Tayal was addressing a gathering at a lecture series of the Ministry of External Affairs (MEA) on ‘India’s Foreign Policy and its Evolution through Decades’, organised by the North-Eastern Hill University (NEHU) on Thursday.
Tayal, who spoke on ‘India’s options in the changing dynamic of Act East policy’, argued that India is able to expand its cooperative policy framework in the whole of South and Southeast Asia.
Shedding light on India’s cooperative paradigm of policy-making that evolved after the Cold War, Tayal cited potential of India’s participation in Association of Southeast Asian Nations (ASEAN) and Bay of Bengal Initiative for Multi-Sectoral Technical and Economic Cooperation (BIMSTEC).
“While India is able to improve on volume of trade and is able to get the ASEAN nations contribute to Atmanirbhar Bharat, mutual cooperation is still to reach a dynamic stage,” he said.

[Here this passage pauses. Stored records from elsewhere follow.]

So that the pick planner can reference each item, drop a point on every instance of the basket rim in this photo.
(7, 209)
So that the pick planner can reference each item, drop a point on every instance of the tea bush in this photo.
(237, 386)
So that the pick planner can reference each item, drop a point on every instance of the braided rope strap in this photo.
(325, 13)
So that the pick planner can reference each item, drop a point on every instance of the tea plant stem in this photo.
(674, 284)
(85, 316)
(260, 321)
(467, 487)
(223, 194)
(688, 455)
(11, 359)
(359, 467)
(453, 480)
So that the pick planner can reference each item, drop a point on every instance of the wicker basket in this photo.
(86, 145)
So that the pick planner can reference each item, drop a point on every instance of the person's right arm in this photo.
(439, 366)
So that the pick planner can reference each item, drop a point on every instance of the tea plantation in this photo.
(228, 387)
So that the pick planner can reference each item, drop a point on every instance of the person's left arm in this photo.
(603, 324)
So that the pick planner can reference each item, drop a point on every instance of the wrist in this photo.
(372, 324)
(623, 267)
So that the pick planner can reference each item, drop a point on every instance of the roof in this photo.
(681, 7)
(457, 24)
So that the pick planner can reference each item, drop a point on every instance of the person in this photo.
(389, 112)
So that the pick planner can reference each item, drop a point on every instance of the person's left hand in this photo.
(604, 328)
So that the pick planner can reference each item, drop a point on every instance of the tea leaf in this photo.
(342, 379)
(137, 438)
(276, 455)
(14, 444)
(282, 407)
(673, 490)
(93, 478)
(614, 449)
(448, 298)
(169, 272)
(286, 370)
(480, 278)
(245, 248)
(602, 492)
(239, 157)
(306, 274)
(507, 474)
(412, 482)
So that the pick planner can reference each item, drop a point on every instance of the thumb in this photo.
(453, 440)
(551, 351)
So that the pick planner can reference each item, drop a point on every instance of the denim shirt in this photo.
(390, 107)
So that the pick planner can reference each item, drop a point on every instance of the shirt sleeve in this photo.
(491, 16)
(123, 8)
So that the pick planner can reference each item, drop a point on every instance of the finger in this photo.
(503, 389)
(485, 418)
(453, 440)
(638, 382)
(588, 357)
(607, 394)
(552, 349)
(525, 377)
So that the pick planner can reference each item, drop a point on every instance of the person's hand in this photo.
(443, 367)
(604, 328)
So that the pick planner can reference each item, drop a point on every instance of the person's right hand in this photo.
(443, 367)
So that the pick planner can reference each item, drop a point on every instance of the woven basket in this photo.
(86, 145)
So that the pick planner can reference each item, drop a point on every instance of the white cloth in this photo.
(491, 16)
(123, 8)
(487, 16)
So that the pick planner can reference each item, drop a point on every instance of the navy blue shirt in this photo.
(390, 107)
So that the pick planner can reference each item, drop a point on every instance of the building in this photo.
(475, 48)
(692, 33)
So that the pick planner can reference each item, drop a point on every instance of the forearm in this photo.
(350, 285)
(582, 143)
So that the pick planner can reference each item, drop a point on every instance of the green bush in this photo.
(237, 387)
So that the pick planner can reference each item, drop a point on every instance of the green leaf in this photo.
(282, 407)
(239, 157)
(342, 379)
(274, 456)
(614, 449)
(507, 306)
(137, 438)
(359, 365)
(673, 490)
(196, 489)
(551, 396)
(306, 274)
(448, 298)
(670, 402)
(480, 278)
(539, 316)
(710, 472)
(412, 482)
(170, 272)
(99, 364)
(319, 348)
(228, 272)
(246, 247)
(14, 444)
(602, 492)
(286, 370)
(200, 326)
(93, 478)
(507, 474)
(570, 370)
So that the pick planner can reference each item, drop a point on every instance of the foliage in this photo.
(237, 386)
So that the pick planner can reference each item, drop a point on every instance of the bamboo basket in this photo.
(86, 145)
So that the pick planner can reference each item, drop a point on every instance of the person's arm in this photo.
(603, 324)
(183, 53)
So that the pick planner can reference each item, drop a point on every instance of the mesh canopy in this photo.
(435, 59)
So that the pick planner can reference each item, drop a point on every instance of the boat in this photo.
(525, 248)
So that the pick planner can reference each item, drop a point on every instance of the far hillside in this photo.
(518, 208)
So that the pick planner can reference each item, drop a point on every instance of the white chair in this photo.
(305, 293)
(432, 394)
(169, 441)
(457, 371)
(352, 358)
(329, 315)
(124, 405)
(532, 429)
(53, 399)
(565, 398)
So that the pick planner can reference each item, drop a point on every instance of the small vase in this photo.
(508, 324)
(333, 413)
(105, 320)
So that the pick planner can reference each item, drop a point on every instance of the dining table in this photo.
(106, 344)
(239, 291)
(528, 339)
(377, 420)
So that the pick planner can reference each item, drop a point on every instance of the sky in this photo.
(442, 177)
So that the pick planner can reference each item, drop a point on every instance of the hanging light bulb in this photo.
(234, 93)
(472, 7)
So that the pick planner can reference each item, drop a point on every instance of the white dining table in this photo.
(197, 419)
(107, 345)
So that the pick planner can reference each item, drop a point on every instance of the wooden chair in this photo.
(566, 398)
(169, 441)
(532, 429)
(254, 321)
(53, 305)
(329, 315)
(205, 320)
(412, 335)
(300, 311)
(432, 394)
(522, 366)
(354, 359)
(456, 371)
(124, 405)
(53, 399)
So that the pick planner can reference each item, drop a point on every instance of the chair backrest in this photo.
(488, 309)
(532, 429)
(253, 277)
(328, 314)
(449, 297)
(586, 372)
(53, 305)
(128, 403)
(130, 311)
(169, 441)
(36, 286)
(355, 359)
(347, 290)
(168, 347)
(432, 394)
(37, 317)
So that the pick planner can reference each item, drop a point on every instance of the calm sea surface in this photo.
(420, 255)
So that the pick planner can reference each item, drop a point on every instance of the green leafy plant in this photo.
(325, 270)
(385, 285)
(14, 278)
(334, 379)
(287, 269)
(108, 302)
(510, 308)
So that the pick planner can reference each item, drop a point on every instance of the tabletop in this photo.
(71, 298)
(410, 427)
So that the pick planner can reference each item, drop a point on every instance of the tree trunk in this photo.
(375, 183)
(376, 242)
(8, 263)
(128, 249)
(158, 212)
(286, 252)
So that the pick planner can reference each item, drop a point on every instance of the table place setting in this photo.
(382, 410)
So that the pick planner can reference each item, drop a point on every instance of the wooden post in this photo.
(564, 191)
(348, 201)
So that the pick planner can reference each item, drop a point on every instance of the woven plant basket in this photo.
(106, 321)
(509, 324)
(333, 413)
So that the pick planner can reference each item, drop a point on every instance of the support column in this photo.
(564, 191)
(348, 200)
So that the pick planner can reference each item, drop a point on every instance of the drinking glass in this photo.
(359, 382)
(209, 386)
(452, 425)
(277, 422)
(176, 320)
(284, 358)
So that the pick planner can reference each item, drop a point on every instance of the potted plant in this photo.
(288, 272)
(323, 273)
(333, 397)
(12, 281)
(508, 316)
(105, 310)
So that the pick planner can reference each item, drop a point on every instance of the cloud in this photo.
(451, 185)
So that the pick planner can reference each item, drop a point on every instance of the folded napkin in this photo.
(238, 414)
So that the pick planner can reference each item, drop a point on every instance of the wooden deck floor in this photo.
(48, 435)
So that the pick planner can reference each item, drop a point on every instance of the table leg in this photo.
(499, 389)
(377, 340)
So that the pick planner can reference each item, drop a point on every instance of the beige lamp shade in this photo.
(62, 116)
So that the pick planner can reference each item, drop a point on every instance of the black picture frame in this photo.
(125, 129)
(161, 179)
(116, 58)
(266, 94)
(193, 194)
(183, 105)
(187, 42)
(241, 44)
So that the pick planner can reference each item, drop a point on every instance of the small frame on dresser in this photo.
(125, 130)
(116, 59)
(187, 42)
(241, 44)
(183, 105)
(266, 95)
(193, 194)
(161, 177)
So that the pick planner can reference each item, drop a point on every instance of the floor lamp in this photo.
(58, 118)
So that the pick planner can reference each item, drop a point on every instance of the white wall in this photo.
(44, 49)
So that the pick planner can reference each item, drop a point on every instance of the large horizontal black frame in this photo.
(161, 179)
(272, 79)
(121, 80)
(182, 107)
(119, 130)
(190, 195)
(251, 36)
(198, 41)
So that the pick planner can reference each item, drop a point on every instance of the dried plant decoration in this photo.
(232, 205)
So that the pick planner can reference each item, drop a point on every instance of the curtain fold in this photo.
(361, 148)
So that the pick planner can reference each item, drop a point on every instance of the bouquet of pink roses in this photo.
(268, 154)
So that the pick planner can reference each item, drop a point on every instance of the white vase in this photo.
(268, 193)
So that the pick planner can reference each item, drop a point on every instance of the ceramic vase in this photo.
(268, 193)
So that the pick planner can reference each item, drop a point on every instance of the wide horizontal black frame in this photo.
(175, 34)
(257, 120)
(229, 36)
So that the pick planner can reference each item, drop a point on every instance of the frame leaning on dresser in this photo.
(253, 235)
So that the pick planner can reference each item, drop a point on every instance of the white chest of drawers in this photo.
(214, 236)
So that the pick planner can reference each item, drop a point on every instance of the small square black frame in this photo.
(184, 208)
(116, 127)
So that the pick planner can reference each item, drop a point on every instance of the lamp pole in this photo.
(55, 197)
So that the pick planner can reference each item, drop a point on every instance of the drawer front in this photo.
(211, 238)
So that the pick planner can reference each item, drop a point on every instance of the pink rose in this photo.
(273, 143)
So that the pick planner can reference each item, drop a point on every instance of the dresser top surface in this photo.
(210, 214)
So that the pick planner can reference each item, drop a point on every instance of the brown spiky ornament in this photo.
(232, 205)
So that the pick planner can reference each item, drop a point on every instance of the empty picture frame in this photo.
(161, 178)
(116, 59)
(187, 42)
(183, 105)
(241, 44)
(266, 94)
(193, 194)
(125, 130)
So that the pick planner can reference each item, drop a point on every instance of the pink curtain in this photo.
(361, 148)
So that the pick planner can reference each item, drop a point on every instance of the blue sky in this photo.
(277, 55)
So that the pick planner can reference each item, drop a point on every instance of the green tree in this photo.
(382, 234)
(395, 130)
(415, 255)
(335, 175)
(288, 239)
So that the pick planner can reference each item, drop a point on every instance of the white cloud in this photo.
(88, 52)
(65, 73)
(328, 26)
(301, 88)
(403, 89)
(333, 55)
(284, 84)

Accentuating the need to further increase the size of ASEAN’s economy on the global GDP and BIMSTEC’s role in promoting technological and economic cooperation, Tayal surmised that in spite of India’s strong efforts at increasing volume of trade through lowering of tariff for imports, Free Trade Agreements with many countries within the formation cannot achieve complex goals of regional security and stability.
Calling upon the academic fraternity to comprehend the importance of geostrategic stand of India for securing her national interests, Tayal said, “This is the pivot of decision-making, keeping in mind India’s security concerns with South Asian neighbours and then promoting mutual economic and technological interests. India’s overall geopolitical positioning in many conflicts has been based on strategic ways of finding peace and then promoting national interests through cooperation.”
He contended that India has to play a cautious mediating and neutralising role in conflicts like Ukraine or nearer home in not allowing a formation like Asia Pacific Economic Concern (APEC) to align with a China and Pakistan axis.
“India, therefore, is successful in turning bipolar into multipolar through its role in various formations like ASEAN and BIMSTEC,” Tayal said.
He, during the programme, also deemed India’s civilisational, spiritual and philosophical linkages with South Asia and Southeast Asia as the very basis of Act East Policy.
NEHU Vice Chancellor Prof. PS Shukla, in his address, stated that the university can play a significant role in Act East Policy.
“While NEHU can draw a fine balance between local and global in terms of implementation of UGC’s mandate on internationalisation of higher education by seats on a supernumerary basis to foreign students, it can also promote diplomacy through higher education that can have direct bearing on multilateral cooperative frameworks,” he said.
It may be mentioned that the lecture generated a lot of interesting debates and discussions from the august audience.